This is a data analysis exercise on the diamonds dataset in ggplot2 using R.
Distributions of color, carat and price
Firstly, let’s do a quick analysis at the available data and get a general sense of the distributions of color, carat and price.
library(ggplot2) data(diamonds)
carat | color | price |
---|---|---|
0.23 | E | 326 |
0.21 | E | 326 |
0.23 | E | 327 |
0.29 | I | 334 |
0.31 | J | 335 |
0.24 | J | 336 |
0.24 | I | 336 |
0.26 | H | 337 |
0.22 | E | 337 |
… | … | … |
showing only first 10 rows and only the carat/color/price columns
Color
# bar chart of color ggplot(diamonds, aes(x=color)) + geom_histogram(stat='count') + ggtitle("bar chart of color") + theme(plot.title = element_text(hjust = 0.5))
- Unimodal distribution
- Approximately symmetrical with a slight skew to the right
- Most diamonds are of G color grade, around 11000 of them
- Least diamonds are of J color grade, around 2800 of them
Carat
# histogram of carat ggplot(diamonds, aes(x=carat)) + geom_histogram(binwidth=0.5) + ggtitle("histogram of carat (bin width 0.5)") + theme(plot.title = element_text(hjust = 0.5))
- Unimodal distribution
- Non-symmetrical, skewed to the right, with a long right tail. This makes sense because diamonds with high carats are less common.
- The data sample contains mostly diamonds in the [0.25, 0.75] carat bin
- The mode is about 2 times the height of the next highest bin
Price
# histogram of price ggplot(diamonds, aes(x=price)) + geom_histogram(binwidth=1000) + ggtitle("histogram of price (bin width 1000)") + theme(plot.title = element_text(hjust = 0.5))
- Unimodal distribution
- Non-symmetrical, skewed to the right, with a long right tail
- The data sample contains mostly diamonds in the [$500, $1500] bin, around 18000 of them
- The mode is about 2.5 times the height of the next highest bin
Relationship between price, carat and color
Next, I analyzed the three-way relationship between price, carat and color.
# facet of price vs carat for each color qplot(x=carat, y=price, data=diamonds, facets=.~color, size=I(0.2), col=I('red'), main='facet of price vs carat for each color') + theme(plot.title = element_text(hjust = 0.5))
From the graphs, price increases as carat increases, in general.
The plots also shift slowly to the right as color grade increases. This can be analyzed in two ways:
- For higher letter color grades (e.g. J), it takes a higher carat value to reach the same price as other color grades. For example, the J color plot shows that it needs about 2 carat to reach the maximum price, while the D color plots shows that it needs only about 1 carat to reach the maximum price. This means that lower letter color grades (e.g. D) have higher price value than higher color grades (e.g. J).

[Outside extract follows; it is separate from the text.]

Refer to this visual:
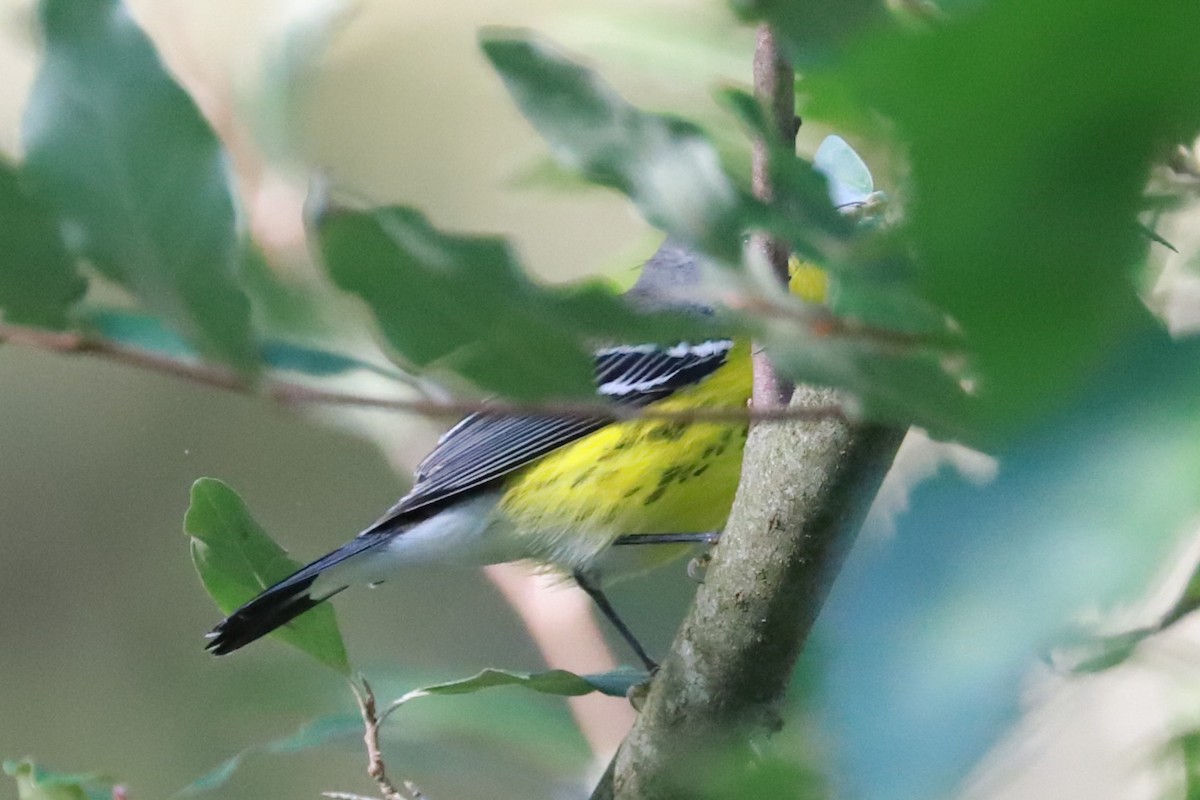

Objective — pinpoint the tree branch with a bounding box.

- For a particular carat, lower color grade (e.g. D) fetches higher prices. For example, for 1 carat, a color grade of D can fetch around $2500-$18000 but a color grade of J can only fetch around $2500-$5000.
All these mean that lower letter color grades and higher carats fetch higher prices.
# scatter plot of price vs carat plot(diamonds$carat, diamonds$price, pch=18, col=2, cex=0.5, xlab='carat', ylab='price', main='scatter plot of price vs carat')
We now know that higher carats fetch higher prices, but a large portion of the diamonds are fetching high prices even at low carats. For example, there are a number of 1-carat diamonds fetching high prices, comparable to the prices of 3-, 4- and 5-carat diamonds. This might mean there are factors other than carats which drives up the prices, such as color.
# box plot of price for each color plot(diamonds$color, diamonds$price, pch=18, col=2, cex=0.5, xlab='color', ylab='price', main='box plot of price for each color')
The box plot above shows that the distribution of prices for color D is much lower (it has a lower mean and interquartile range). This does not make sense because from the plots above, color grade D is suppose to fetch higher prices so the mean price should be higher.
# box plot of carat for each color plot(diamonds$color, diamonds$carat, pch=18, col=2, cex=0.75, xlab='color', ylab='carat', main='box plot of carat for each color')
This plot explains the observation: it shows that for D color grade, the data sample contains mostly of low carats. For higher color grades, the data sample contains higher carats. This could be because D color grade diamonds are high quality and rare, and the dataset is unable to provide enough data to show the true distribution.
The conclusion is that high carats and low color grades fetch high prices. However, the data sample does not contain enough high carat low color grade samples to show the maximum potential of this combination.